The most important thing is to live in such a way that one does not have to be angry with oneself

A photo of that time
A photo of that time
photo: archive of the witness

Věra Doušová was born on June 8, 1947 in Prague to Věra and Josef Molzer. She studied psychology and sociology at the Faculty of Arts, Charles University, where she was also taught by Jiřina Šiklová. Already at that time they became friends and Věra Doušová considers her one of the most important people of her life.
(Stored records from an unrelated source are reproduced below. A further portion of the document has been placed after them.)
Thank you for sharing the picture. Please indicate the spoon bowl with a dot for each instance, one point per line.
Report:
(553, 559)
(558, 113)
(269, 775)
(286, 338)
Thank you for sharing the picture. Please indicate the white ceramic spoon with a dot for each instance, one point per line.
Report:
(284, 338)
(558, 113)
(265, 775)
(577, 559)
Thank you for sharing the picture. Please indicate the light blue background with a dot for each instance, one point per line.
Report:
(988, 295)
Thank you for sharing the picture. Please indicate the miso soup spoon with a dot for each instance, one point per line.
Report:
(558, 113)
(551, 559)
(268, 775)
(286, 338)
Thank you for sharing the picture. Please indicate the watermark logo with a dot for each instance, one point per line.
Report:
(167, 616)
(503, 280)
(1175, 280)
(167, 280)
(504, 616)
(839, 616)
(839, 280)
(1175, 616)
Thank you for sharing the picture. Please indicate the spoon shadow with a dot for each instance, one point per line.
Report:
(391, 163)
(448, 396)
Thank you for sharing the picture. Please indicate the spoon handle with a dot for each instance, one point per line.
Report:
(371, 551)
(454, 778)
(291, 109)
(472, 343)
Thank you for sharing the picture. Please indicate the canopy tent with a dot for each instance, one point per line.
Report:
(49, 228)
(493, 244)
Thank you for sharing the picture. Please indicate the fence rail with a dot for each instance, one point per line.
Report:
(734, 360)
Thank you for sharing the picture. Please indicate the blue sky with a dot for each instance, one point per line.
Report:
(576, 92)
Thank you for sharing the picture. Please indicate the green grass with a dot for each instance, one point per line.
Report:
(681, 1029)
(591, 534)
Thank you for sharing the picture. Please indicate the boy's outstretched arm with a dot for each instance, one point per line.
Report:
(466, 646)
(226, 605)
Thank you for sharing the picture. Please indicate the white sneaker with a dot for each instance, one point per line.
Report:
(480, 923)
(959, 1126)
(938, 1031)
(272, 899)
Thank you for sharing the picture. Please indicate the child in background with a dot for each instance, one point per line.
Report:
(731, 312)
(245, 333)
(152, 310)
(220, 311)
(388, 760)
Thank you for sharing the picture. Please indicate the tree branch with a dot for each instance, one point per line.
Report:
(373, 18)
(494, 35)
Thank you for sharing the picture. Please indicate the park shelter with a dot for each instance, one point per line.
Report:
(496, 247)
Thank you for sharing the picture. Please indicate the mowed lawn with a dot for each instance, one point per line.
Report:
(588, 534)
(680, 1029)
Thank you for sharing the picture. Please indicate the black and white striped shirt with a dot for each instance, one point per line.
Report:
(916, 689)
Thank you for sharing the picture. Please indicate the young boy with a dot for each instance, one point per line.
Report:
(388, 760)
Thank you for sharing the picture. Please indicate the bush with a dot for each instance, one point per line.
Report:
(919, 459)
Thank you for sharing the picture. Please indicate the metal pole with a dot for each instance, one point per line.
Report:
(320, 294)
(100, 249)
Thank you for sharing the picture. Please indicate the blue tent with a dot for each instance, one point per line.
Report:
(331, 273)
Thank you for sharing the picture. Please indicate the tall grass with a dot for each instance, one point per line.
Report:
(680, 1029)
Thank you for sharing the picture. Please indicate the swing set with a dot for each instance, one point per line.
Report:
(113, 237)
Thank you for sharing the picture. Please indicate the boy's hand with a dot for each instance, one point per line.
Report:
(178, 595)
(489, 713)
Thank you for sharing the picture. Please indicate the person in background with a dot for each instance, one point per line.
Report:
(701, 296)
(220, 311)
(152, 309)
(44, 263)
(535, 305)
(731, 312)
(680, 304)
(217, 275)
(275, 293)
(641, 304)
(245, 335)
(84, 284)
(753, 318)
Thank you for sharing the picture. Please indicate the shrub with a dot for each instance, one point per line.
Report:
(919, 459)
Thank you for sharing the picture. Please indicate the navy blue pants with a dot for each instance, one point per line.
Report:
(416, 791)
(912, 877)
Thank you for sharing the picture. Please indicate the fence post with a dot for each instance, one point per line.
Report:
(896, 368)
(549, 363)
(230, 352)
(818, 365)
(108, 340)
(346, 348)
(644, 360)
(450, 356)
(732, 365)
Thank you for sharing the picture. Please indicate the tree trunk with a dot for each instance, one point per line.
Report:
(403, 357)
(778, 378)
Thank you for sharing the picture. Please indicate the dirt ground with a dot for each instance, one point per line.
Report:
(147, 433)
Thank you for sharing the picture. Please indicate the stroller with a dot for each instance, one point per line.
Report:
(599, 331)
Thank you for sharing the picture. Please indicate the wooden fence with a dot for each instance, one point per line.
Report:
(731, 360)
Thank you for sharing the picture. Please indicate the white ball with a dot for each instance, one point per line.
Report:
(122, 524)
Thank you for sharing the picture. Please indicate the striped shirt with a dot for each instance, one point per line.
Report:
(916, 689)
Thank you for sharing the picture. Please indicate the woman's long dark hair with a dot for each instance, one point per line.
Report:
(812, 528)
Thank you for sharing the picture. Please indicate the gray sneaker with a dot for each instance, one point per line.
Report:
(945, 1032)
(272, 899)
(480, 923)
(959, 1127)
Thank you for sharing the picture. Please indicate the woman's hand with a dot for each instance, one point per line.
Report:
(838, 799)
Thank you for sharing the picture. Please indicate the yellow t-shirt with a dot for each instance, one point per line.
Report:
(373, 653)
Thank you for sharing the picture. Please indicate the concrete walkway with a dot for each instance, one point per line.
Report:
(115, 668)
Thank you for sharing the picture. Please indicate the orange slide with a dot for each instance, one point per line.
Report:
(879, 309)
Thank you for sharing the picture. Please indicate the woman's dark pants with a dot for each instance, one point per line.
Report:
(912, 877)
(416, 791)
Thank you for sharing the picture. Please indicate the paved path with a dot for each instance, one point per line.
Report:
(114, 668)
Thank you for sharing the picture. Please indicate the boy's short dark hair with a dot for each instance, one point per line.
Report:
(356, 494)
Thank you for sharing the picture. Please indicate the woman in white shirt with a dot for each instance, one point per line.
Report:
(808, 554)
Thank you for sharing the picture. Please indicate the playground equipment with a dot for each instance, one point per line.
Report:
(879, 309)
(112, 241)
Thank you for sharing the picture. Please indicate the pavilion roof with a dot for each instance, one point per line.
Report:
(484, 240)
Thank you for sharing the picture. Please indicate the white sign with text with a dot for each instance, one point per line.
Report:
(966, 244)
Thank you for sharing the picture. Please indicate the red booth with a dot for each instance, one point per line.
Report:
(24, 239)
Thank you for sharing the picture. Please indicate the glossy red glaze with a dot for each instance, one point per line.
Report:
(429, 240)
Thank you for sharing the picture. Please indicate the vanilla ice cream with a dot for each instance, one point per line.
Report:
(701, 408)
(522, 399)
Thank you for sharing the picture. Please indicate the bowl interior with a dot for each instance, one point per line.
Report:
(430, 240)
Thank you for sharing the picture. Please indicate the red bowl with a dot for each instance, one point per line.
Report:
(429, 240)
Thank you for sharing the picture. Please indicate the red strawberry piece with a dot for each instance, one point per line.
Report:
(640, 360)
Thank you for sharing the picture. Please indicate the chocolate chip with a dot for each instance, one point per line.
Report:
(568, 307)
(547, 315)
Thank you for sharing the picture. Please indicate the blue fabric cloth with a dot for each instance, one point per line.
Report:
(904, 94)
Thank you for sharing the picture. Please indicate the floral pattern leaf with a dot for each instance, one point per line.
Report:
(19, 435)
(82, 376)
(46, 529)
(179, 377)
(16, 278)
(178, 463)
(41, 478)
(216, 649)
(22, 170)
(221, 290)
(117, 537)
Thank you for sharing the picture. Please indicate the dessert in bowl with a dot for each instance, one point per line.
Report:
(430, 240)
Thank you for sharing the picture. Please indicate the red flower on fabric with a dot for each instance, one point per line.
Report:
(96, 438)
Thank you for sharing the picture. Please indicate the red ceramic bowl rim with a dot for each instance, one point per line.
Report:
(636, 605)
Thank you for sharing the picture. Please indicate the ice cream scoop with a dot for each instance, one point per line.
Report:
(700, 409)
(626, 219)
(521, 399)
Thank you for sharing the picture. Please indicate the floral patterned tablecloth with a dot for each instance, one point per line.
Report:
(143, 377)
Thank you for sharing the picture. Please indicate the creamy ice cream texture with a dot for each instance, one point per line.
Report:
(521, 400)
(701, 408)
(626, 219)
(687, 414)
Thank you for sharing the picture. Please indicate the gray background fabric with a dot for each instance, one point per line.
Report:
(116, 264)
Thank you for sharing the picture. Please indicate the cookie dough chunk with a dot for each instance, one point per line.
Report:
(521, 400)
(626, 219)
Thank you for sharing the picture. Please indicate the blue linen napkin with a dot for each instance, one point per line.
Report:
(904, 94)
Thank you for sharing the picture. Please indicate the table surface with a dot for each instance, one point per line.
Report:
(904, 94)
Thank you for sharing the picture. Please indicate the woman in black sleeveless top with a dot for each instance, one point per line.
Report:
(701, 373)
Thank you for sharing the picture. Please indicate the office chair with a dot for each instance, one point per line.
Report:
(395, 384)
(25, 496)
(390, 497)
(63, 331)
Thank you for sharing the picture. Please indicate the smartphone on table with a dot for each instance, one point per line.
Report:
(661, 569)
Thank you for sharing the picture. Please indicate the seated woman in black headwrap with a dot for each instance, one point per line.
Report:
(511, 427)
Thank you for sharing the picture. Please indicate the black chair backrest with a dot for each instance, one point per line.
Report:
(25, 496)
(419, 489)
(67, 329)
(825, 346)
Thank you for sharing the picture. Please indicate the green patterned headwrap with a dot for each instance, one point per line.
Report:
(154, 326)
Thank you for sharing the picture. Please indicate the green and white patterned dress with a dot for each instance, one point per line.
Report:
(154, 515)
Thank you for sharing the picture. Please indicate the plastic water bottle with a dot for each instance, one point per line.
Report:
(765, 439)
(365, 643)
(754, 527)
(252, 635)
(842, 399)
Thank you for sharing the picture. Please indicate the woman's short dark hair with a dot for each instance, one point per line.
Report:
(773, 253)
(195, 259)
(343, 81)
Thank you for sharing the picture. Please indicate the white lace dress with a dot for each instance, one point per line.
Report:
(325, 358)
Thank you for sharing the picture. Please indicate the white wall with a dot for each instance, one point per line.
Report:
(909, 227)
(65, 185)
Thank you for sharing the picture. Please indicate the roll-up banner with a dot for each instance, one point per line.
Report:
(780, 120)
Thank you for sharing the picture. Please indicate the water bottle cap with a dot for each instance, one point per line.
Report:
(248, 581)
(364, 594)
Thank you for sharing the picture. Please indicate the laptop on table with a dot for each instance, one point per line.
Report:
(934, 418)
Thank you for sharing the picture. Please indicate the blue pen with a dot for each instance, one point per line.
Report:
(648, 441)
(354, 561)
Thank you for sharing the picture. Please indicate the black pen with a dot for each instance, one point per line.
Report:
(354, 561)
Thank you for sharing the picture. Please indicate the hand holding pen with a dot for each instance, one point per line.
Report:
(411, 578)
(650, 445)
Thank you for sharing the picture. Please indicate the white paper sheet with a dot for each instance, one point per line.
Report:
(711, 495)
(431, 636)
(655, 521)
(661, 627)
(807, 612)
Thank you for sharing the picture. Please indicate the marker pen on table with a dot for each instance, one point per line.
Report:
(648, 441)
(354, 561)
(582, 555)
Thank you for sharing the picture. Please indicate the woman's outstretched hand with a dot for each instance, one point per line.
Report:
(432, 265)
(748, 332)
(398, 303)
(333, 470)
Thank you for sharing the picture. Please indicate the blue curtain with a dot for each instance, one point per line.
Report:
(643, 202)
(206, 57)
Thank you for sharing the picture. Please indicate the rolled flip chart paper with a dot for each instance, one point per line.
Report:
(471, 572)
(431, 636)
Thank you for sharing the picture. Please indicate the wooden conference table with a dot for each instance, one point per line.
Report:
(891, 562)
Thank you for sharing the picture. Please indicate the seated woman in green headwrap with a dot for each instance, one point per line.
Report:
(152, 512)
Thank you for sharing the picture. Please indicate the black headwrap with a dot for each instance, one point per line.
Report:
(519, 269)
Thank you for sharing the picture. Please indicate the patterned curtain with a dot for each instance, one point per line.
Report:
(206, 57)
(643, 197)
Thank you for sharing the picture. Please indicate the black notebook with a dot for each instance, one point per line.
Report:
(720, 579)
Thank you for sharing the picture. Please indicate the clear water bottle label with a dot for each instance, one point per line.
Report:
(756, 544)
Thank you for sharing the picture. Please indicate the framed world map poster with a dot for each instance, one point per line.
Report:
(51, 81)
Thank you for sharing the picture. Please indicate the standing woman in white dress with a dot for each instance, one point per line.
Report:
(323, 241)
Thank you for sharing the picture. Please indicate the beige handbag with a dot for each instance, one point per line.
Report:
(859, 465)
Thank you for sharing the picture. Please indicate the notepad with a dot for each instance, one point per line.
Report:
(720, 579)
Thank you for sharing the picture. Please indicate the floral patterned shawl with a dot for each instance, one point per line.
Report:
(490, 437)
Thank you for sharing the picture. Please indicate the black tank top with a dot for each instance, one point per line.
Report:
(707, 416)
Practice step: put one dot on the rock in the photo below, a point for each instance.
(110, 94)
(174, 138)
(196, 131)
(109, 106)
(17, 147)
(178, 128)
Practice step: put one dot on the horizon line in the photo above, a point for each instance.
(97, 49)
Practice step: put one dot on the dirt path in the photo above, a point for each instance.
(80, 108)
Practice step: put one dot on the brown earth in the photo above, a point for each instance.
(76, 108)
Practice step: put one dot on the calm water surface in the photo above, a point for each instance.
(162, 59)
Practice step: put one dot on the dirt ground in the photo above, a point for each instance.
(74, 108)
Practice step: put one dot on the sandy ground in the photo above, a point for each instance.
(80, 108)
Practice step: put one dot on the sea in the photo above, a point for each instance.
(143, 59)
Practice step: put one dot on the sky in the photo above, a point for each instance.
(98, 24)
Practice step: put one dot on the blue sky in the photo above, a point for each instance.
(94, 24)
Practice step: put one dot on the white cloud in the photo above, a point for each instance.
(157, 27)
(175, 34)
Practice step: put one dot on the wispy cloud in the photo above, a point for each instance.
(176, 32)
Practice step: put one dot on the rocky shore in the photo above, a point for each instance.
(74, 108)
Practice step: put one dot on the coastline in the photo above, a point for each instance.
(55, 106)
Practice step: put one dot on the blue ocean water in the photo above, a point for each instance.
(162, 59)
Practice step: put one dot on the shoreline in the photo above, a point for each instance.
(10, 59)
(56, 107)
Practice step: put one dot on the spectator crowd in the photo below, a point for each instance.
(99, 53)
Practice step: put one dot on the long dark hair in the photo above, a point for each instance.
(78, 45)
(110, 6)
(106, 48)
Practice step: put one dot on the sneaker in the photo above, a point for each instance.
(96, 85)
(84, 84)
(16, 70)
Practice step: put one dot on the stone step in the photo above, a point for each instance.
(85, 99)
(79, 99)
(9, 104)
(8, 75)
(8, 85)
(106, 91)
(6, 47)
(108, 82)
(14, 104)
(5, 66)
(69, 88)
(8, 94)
They distributed samizdat literature together, Věra Doušová was accepting large shipments from France for several years. After an unsuccessful attempt to emigrate, she started working as an interpreter and economist at the Czechoslovak Amusement Park, with which she traveled around the Soviet Union in the late 1980s. Thanks to her excellent knowledge of Russian and the Russian environment, Václav Havel asked her in 1990 to help them relocate Volhynian Czechs from the Chernobyl area. Later, she started organizing the International Expatriate Festival. She has always tried to help people at risk of social exclusion, people with disabilities and their families, and therefore in 1997 she founded the civic association Sedm paprsků. Together with her husband, they began to import compensatory aids from Scandinavia. She is the director of the Food Bank for Prague and the Central Bohemian Region. In 2018, she received the #laskavec award from the Karel Janeček Foundation for her work. She lived in Prague at the time of filming.